Il caso Belle Steiner ruota attorno alla morte di Belle, una giovane ragazza ospite di una coppia di coniugi, Pierre (Guillaume Canet), insegnante di matematica, e Cléa (Charlotte Gainsbourg), proprietaria di un negozio di ottica, in una tranquilla cittadina di provincia. La scena del crimine è un enigma: Belle viene trovata strangolata nella sua stanza, nuda e senza alcun segno di violenza evidente. Pierre è l’unico presente in casa quella notte e ben presto diventa il principale sospettato, ma il suo comportamento enigmatico e il suo autocontrollo suscitano dubbi in chi lo interroga. Il film esplora un intricato gioco psicologico, dove la tensione tra fiducia e sospetto cresce costantemente.
Uno degli aspetti più affascinanti del film è la scelta di Guillaume Canet nel ruolo di Pierre.

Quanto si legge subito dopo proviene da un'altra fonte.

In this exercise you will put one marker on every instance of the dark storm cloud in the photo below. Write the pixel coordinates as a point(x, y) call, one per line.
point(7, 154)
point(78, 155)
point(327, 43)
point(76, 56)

La sua interpretazione, calibrata e misurata, porta sullo schermo un uomo apparentemente inoffensivo, ma inquietante nella sua riservatezza. Canet è capace di esprimere una vasta gamma di emozioni tramite il suo volto rassicurante, ma la sua ambiguità rende ogni sua azione un possibile indizio della sua colpevolezza, amplificando il dubbio nell’animo dello spettatore. La sua presenza sullo schermo diventa il nucleo stesso del mistero, una figura che non riesce mai a farsi comprendere del tutto, ma che resta costantemente sotto osservazione.

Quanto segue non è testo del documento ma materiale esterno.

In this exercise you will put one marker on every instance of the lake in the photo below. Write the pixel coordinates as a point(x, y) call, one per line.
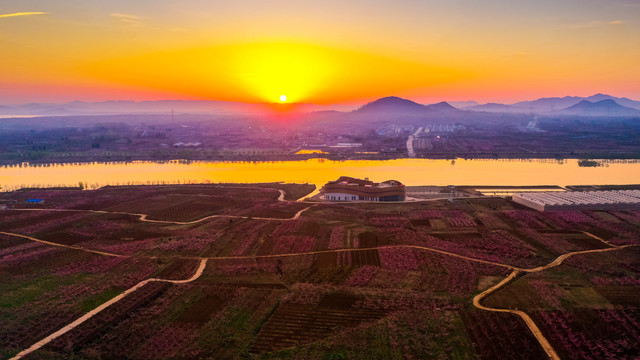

Charlotte Gainsbourg, nei panni di Cléa, contribuisce in modo determinante a creare l’atmosfera di sospetto che permea l’intera pellicola. La sua interpretazione di una donna tormentata dalla fiducia tradita è convincente, e la sua interazione con Pierre è fondamentale per mantenere il delicato equilibrio tra fiducia e dubbio.

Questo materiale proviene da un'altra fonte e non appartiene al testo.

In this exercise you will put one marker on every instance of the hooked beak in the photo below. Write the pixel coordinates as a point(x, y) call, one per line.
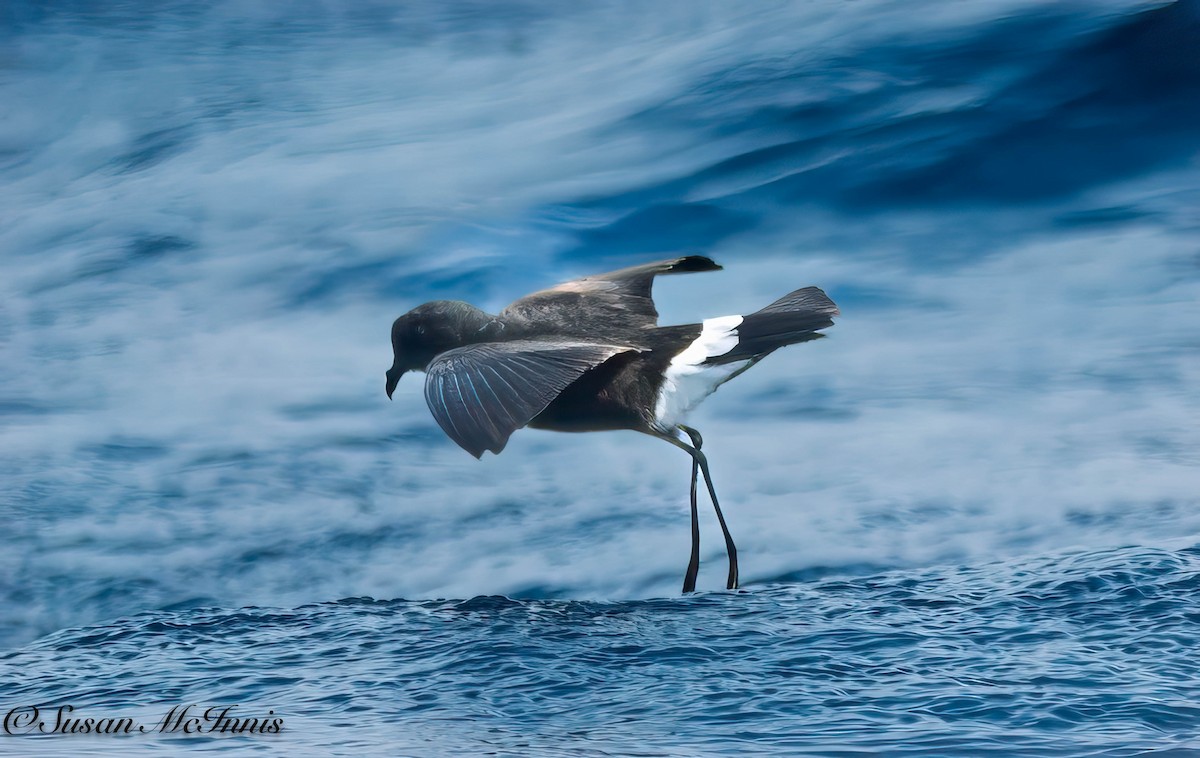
point(394, 376)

Se, da un lato, la regia di Jacquot risulta elegante e minimalista, con un uso frequente di campi e controcampi, dall’altro non riesce a rendere sempre giustizia alla crudezza del romanzo di Simenon. Il film non è mai veramente “toccante” come avrebbe potuto essere, e l’approccio stilistico di Jacquot si rivela in alcuni frangenti troppo distaccato, come se cercasse di mantenere un equilibrio tra l’essenzialità del racconto e il bisogno di esplorare l’oscurità dei personaggi.
Anche alcune scelte stilistiche, come il montaggio che risolve in maniera troppo rapida e sbrigativa alcuni temi, rischiano di smorzare l’impatto emotivo di alcune sequenze cruciali. La sottile, ma innegabile, ambiguità morale che il film suggerisce non sempre riesce a materializzarsi appieno, lasciando lo spettatore con la sensazione di essere rimasto al di fuori dell’intreccio emotivo che avrebbe potuto rivelarsi più profondo.
Il caso Belle Steiner resta, però, un noir dalla trama che affascina e dai personaggi ben costruiti, in grado di sollevare interrogativi morali e psicologici sull’essenza stessa del crimine e della verità.